While low levels of vitamin D have been associated with a wide range of health risks, from asthma to cancer, a new study conducted at the University of Georgia has found another condition to add to that list: Seasonal Affective Disorder (SAD).
Although there is no definitively proven cause for SAD — a seasonal depression that stretches through the winter and has been found to affect as many as 10 percent of Americans — most studies on the subject point to a lack of sunlight as the likely trigger for it. Some researchers have speculated that receiving less sunlight during the autumn and winter months disrupts the part of the brain that governs sleep, hormone levels and mood. Others have hypothesized that getting too little sunlight may also create an imbalance of serotonin and dopamine, the neurotransmitters that determine moods.
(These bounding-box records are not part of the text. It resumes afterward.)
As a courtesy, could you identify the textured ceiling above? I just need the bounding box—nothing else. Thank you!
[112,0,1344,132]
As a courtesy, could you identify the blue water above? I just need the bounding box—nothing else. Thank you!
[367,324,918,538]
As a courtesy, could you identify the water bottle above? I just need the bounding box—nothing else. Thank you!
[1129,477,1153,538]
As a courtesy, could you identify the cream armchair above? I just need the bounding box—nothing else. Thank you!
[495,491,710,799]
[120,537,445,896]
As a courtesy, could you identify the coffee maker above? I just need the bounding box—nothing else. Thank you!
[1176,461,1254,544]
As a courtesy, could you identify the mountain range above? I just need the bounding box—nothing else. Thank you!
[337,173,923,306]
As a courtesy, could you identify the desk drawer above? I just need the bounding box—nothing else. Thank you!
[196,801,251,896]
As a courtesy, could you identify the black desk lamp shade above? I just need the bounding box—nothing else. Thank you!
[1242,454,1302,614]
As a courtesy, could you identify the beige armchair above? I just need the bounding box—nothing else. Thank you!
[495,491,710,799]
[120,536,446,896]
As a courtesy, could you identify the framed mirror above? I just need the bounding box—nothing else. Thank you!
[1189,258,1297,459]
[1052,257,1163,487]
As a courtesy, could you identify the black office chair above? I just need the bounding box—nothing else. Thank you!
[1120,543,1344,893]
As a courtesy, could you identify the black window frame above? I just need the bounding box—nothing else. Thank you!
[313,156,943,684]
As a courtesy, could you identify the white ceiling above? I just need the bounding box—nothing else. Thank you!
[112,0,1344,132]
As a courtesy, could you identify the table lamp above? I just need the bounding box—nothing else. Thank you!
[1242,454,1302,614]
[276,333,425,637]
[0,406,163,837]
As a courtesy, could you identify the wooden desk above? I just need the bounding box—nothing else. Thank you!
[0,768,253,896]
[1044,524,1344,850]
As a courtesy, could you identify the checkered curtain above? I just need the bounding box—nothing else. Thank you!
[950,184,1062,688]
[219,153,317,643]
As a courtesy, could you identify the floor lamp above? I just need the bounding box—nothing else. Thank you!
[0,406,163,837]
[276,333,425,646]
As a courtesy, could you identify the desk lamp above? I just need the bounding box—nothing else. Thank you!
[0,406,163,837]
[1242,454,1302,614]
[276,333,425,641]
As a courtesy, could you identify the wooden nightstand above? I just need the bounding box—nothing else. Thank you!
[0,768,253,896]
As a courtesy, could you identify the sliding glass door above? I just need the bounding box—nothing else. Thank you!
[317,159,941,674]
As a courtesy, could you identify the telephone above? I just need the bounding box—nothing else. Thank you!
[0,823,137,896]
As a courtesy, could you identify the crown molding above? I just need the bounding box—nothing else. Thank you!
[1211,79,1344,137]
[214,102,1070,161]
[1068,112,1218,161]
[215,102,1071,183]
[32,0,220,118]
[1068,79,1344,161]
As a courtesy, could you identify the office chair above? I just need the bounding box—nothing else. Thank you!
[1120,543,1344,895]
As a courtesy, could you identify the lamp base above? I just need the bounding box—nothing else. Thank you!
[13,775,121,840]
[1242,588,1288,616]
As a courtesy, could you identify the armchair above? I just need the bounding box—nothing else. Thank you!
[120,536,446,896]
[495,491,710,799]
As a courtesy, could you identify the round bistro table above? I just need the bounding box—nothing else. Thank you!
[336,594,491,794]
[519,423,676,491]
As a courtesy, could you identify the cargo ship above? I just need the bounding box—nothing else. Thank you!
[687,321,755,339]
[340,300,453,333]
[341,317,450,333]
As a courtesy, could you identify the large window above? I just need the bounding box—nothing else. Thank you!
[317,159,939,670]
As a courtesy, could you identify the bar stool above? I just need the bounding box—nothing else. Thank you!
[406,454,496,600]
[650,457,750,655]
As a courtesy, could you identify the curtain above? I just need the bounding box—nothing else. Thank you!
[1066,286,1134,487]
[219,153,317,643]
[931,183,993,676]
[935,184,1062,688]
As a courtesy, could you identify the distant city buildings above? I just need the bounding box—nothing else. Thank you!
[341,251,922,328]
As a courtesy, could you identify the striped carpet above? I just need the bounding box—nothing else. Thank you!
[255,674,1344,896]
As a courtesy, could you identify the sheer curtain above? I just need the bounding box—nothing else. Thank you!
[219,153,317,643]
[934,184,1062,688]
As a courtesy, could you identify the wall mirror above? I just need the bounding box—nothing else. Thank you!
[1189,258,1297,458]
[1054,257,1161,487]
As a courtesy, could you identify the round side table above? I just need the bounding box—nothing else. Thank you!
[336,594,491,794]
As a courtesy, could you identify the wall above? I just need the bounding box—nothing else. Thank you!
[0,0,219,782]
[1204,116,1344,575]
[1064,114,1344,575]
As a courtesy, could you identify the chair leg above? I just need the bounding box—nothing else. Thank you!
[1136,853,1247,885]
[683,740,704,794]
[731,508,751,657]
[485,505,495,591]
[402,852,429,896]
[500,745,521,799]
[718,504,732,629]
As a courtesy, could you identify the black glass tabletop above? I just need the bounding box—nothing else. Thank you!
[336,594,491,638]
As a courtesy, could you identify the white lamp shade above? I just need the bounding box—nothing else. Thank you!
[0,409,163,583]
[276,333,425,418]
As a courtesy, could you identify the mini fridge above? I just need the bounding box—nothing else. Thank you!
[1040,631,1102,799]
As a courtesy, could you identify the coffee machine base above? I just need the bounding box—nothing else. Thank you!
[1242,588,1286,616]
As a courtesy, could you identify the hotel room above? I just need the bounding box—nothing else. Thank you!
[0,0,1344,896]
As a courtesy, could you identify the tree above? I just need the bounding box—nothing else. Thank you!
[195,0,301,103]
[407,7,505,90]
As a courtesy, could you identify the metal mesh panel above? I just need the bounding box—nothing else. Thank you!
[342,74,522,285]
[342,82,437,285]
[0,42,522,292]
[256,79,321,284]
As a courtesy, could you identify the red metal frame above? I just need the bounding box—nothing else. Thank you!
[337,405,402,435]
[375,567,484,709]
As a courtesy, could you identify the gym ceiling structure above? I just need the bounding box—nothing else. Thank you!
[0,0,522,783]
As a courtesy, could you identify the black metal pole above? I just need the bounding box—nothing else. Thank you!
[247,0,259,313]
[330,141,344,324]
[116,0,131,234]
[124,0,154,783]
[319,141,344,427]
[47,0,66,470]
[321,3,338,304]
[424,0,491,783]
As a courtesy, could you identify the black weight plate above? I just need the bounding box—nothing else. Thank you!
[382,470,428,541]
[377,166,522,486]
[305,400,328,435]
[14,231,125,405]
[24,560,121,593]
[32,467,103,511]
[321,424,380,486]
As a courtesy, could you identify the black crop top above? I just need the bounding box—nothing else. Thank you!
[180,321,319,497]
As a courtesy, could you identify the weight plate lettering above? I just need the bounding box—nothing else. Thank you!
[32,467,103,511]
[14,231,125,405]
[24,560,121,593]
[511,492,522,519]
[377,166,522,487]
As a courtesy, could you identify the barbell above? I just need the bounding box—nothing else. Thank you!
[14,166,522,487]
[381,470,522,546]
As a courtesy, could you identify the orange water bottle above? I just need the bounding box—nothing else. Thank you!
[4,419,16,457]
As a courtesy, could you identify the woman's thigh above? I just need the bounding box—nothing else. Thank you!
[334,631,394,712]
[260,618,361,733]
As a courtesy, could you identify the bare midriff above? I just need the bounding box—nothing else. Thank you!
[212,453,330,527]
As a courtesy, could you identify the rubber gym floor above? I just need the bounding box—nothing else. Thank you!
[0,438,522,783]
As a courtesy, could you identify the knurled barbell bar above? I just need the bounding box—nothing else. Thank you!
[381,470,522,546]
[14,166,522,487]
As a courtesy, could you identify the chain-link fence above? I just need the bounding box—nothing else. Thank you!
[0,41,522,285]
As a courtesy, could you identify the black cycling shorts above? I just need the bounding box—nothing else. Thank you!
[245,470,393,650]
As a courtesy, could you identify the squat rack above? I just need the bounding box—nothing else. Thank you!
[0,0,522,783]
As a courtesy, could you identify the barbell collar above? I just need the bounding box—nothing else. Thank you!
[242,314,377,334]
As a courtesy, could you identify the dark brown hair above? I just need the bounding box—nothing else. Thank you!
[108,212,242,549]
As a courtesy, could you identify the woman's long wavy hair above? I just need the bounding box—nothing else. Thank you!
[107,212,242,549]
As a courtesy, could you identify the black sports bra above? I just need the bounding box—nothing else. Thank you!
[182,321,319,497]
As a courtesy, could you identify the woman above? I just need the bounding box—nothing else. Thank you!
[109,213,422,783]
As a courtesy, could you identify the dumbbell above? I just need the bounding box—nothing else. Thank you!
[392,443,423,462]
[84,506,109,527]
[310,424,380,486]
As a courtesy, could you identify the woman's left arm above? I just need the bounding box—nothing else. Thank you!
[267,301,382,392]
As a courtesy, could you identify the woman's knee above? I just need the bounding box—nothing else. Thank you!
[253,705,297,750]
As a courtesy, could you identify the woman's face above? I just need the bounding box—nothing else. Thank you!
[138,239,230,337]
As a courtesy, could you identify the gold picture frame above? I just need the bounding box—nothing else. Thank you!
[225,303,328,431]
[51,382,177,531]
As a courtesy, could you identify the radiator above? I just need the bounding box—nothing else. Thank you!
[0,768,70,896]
So the recent discovery that vitamin D deficiencies may also be a culprit in inciting SAD is not particularly surprising, and according to the researchers, actually provides a "logical" explanation given what we know about the disorder.
"We hypothesize that rather than functioning primarily as a proximal or direct sub-mechanism in the etiology of SAD, vitamin likely functions in a more foundational and regulative role […] associated with the depressive and seasonality factors," said study co-author Alan Stewart in the official findings, published in the journal Medical Hypotheses. "Studies show there is a lag of about 8 weeks between the peak in intensity of ultraviolet (UV) radiation and the onset of SAD, and this correlates with the time it takes for UV radiation to be processed by the body into vitamin D."